Typically, she assesses portfolios monthly and rebalances them quarterly, or whenever proportions climb beyond 5% of target weights.

“We added Loblaws at the end of November 2016,” she says, and divested Weston, a decision based on the companies’ financials, 12-month expected price and intrinsic value. “Loblaws had better potential growth than George Weston at that point in time.” Often, “since we’re not taking any sector bets, whenever we add a stock, we remove a stock from the same category.”

Before divesting, she considers the tax impact on the net performance of clients’ portfolios. “But, ultimately, you cannot have taxation guide your investment choices,” she says. “It has to be based on your criteria and performance of the stocks.”

Case 3: Tax is top of mind

The breakup: the whole portfolio (to realize gains)

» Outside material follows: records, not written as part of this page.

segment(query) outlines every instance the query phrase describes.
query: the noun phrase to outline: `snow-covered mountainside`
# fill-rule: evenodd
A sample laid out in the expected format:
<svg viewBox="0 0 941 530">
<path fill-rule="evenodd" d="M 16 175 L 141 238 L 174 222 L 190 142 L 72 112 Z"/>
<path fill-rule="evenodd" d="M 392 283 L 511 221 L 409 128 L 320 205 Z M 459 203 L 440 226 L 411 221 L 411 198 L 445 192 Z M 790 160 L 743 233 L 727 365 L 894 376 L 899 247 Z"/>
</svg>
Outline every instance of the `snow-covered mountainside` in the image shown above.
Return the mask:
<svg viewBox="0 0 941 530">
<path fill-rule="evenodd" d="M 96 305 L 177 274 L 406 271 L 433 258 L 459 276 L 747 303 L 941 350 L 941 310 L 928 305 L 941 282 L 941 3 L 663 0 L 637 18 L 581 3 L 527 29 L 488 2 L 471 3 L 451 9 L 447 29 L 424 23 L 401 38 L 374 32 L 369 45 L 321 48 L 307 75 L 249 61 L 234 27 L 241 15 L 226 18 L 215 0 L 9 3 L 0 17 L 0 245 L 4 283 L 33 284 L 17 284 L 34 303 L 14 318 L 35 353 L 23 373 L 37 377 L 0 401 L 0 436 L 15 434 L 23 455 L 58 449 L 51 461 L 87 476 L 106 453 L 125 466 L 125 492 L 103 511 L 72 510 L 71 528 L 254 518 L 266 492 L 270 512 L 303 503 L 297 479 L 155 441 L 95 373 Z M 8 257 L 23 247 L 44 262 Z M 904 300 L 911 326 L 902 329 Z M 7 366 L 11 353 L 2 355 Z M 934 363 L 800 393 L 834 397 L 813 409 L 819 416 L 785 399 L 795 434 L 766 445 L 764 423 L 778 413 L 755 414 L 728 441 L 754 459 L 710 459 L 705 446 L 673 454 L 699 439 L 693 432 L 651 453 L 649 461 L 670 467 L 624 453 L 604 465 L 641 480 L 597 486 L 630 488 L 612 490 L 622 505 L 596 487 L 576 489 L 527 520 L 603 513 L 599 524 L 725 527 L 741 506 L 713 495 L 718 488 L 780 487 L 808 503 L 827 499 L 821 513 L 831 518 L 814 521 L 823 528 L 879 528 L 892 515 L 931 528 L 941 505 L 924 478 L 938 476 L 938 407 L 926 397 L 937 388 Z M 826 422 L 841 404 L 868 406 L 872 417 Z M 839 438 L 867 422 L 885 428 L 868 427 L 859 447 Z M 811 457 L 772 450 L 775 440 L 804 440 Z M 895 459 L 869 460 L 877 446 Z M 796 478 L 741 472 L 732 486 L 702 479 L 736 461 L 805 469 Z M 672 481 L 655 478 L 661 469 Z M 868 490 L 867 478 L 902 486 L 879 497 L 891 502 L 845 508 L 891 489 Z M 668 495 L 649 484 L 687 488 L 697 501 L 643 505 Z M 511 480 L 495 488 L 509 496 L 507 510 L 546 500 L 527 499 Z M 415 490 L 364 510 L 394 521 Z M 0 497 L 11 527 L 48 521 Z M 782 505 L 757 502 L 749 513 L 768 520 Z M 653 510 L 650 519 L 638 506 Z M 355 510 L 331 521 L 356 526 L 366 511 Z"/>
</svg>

The makeup: the whole portfolio

Tom Trainor, managing director of Hanover Private Client Corporation in Toronto, continually assesses clients’ tax positions both within the portfolio (gains/losses, interest, dividends) and from personal income (e.g., trust income and employment income). He also considers clients’ outside investments with other managers, and talks with clients’ accountants.

Based on that data, plus client conversations, he decides whether the client would benefit from tax-loss selling or income generation. Plus, “you also want an outlook on their long-term tax position,” such as changing tax brackets. It’s very client-specific, he says.

For instance, to take advantage of a client’s expiring non-capital loss (which can’t be carried forward indefinitely, like capital losses), he rolled over the portfolio to create gains, after having the client and tax accountant sign off on the move.

“We sold every single position,” he says, at about 3:30 p.m. on one day and repurchased at 9:40 a.m. the next. “You don’t have to wait overnight, but it gives you a better audit trail if the trades are done on two different days.” Also, there’s no 30-day waiting period to repurchase when realizing gains, as is required under the superficial loss rules.

The client made a small win on overnight market movements, but reaping tax benefits was the intention, he says. At institutional rates, the commission cost was low. Rebalancing was done at the same time. “The client’s portfolio had moved around a little bit during the year,” says Trainor. “We rebalanced back to what we had outlined in the investment policy statement as their strategic asset allocation.”

Case 4: An investment fails ESG (environment, social and governance) criteria

The breakup: Meritas Responsible Investing (RI) funds minus Enbridge

The makeup: per aggregate portfolio requirements

“We work with our suppliers and RI screening companies to make divestment decisions,” says Manmeet Bhatia, senior vice-president and CIO at Qtrade Financial Group in Vancouver. For instance, companies are screened for controversies in their products, services and processes. Further, his team assesses a company’s sustainability commitments—and how they prevent and fix sustainability issues.

In the case of Enbridge, “the decision came largely down to a poor environmental performance period, culminating in some spills that took place,” he says, referring to 2012 spills in Wisconsin and Alberta.

“Divestment is the last resort,” says Bhatia, who prefers working with companies to improve undesirable behaviour. Divestment is “in recognition of the areas we’d like to see improvement on. [A] company could turn around and be eligible for investment again.”

Divestment happens over a few days at most, with the aim of minimal financial impact. When a security fails ESG screening, “you don’t want to transition that over an extended period, but you also don’t want to dump your shares on the market. A short transition out of the security is generally what we’d focus on executing.”

To replace the divestment, the funds’ subadvisors considered the portfolio in aggregate, he says. “They wouldn’t necessarily replace it on a one-to-one basis with an energy company.”

by Michelle Schriver, assistant editor of Advisor Group.